Sebastián arrojó el abrigo dentro y se hundió en el suave asiento de cuero. Sus largos dedos se masajearon el puente de la nariz, y todo en él desprendía un aura de agotamiento.
El auto abandonó la Hacienda Correa y tomó dirección hacia la Villa Esmeralda.
—Asegúrate de que no llegue ni una palabra de esto a los oídos de la abuela.
Al escuchar la orden desde el asiento trasero, Lucas asintió: —Entendido, Señor Correa.
—Pero... ¿de verdad planea ocultárselo a la anciana para siempre?
Sebastián giró la cabeza y dejó que su mirada se perdiera en la noche: —Ella no lo soportaría.

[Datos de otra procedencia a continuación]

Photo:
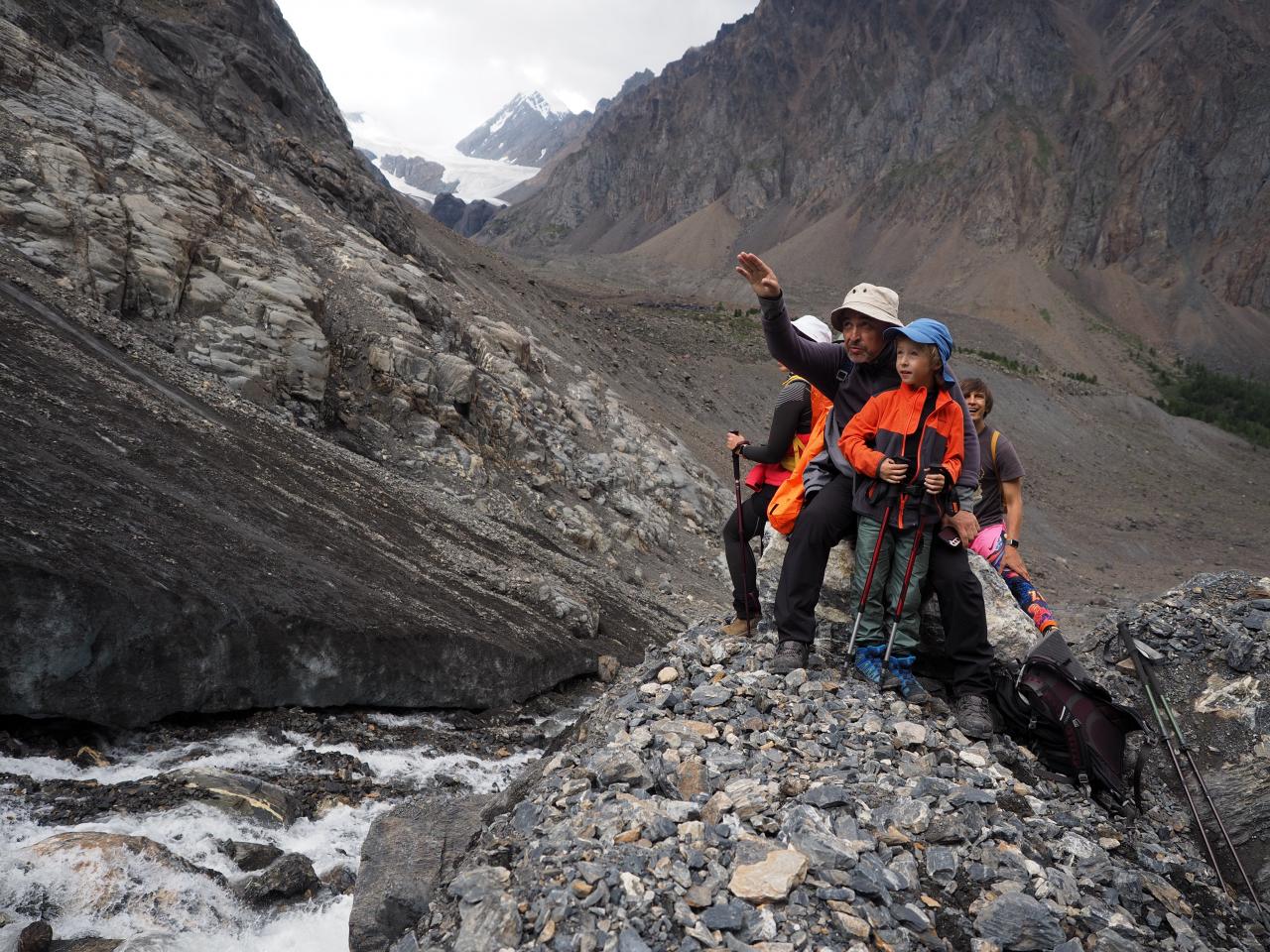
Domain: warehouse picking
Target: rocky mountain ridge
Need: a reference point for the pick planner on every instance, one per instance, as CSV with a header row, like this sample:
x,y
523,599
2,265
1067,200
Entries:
x,y
1089,163
178,184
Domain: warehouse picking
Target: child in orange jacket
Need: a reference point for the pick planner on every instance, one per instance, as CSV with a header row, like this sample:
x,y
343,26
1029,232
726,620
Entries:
x,y
906,447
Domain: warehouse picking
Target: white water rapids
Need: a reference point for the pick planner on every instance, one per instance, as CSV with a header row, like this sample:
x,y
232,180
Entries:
x,y
151,905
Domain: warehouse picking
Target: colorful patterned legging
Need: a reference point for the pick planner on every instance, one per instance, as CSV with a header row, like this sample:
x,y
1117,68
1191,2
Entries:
x,y
991,543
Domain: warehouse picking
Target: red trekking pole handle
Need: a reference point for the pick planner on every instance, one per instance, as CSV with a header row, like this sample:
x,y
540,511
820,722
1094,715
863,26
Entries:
x,y
740,529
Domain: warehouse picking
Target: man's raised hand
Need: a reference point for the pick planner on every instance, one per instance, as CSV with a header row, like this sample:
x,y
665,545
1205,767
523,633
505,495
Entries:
x,y
761,278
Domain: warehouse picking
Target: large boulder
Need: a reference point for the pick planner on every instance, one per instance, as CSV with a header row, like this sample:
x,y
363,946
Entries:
x,y
163,553
407,853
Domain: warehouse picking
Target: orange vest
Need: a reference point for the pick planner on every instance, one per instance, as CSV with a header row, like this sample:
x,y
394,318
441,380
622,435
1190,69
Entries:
x,y
788,503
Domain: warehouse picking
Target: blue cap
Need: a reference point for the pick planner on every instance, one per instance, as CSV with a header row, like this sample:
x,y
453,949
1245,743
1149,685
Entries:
x,y
926,330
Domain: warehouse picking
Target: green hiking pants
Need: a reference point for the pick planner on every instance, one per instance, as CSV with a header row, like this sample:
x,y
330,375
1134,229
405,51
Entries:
x,y
888,579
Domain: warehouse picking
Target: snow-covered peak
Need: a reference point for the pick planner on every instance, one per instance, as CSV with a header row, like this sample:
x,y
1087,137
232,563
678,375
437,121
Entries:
x,y
524,103
524,132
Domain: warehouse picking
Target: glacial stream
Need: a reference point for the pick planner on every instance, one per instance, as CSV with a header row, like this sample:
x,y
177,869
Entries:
x,y
340,770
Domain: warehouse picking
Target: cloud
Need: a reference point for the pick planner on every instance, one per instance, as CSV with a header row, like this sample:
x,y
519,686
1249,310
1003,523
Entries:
x,y
432,71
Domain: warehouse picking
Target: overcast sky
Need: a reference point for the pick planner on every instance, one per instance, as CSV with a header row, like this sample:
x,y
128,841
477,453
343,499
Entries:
x,y
432,71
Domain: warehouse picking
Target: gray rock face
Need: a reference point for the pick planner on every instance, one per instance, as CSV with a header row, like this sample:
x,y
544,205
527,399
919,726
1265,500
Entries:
x,y
1019,921
463,217
404,857
223,270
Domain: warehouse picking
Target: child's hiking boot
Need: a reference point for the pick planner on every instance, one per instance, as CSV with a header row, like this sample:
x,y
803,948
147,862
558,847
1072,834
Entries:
x,y
739,626
869,662
790,655
903,679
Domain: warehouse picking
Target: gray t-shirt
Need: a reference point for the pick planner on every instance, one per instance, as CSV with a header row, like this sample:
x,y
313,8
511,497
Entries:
x,y
988,511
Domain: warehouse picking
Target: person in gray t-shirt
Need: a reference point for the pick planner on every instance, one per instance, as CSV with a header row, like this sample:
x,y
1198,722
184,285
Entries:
x,y
1000,508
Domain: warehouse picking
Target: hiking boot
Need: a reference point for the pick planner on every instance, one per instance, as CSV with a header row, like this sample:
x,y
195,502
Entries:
x,y
869,662
903,679
739,626
790,655
974,716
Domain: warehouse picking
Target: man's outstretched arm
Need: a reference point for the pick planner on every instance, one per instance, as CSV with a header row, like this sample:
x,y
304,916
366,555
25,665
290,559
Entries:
x,y
818,363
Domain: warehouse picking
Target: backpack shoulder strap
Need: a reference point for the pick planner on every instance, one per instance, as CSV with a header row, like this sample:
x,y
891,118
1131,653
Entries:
x,y
992,452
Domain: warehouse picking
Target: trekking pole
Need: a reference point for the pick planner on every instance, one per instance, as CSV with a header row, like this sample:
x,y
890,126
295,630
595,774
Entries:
x,y
889,682
740,532
1139,665
873,565
1191,758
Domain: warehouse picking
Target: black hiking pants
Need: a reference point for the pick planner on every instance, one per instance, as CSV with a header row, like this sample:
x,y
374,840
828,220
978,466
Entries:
x,y
824,524
740,557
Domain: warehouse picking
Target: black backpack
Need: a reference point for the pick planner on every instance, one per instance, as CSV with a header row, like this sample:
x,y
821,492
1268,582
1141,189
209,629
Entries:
x,y
1053,706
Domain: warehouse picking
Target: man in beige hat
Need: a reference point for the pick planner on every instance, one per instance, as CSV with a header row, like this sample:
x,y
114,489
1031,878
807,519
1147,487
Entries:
x,y
853,372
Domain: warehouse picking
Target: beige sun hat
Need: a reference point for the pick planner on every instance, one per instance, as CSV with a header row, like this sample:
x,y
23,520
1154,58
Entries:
x,y
871,301
813,329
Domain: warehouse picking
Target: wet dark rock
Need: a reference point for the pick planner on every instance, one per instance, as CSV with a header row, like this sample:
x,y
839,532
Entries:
x,y
339,880
287,878
249,857
239,793
404,857
37,937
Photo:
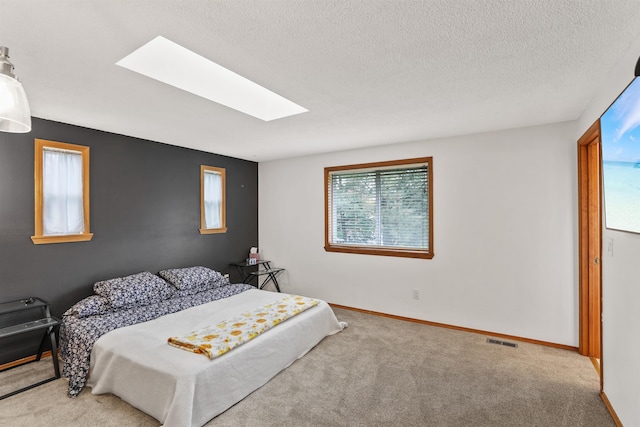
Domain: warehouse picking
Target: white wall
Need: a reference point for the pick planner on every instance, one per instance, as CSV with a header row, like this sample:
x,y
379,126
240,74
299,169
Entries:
x,y
620,279
504,229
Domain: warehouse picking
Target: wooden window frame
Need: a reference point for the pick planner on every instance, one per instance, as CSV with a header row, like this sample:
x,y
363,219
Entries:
x,y
222,172
384,251
38,238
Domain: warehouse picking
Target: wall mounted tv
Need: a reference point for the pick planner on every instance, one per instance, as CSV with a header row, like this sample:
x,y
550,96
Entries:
x,y
620,131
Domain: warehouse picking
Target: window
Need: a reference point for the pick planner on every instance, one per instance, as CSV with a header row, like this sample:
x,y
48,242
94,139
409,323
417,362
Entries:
x,y
380,208
213,217
61,192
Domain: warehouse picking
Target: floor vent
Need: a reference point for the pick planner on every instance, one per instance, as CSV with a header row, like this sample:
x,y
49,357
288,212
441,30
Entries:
x,y
505,343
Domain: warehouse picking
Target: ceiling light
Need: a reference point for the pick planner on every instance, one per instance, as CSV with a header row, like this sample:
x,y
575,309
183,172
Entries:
x,y
170,63
15,115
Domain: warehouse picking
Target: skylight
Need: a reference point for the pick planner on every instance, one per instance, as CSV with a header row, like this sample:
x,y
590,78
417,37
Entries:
x,y
170,63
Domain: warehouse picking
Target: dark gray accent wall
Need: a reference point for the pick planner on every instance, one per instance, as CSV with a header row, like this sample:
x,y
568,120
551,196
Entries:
x,y
145,216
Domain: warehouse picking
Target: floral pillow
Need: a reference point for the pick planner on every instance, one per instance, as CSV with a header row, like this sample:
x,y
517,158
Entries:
x,y
191,280
135,290
93,305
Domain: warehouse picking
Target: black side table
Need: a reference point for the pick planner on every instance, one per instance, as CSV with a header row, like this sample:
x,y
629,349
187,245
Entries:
x,y
46,322
248,272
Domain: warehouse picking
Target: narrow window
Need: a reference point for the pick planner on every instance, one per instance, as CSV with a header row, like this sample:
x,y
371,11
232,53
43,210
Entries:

Lucas no hizo más preguntas.
En ese momento, el teléfono de Sebastián comenzó a sonar. Vio el nombre en la pantalla, apretó los labios hasta formar una línea fina y sus dedos se cerraron con tanta fuerza alrededor del aparato que los nudillos se le pusieron blancos. Dejó que el teléfono sonara hasta que se calló por sí solo.
Unos segundos después.
El teléfono de Lucas sonó.
Echó un vistazo a la pantalla: La señora.
De inmediato, se dio cuenta de que la llamada que su jefe había ignorado era de Valentina.
Miró por el espejo retrovisor buscando aprobación: —Señor Correa, es la señora. ¿Contesto?
Un pesado silencio inundó el asiento trasero.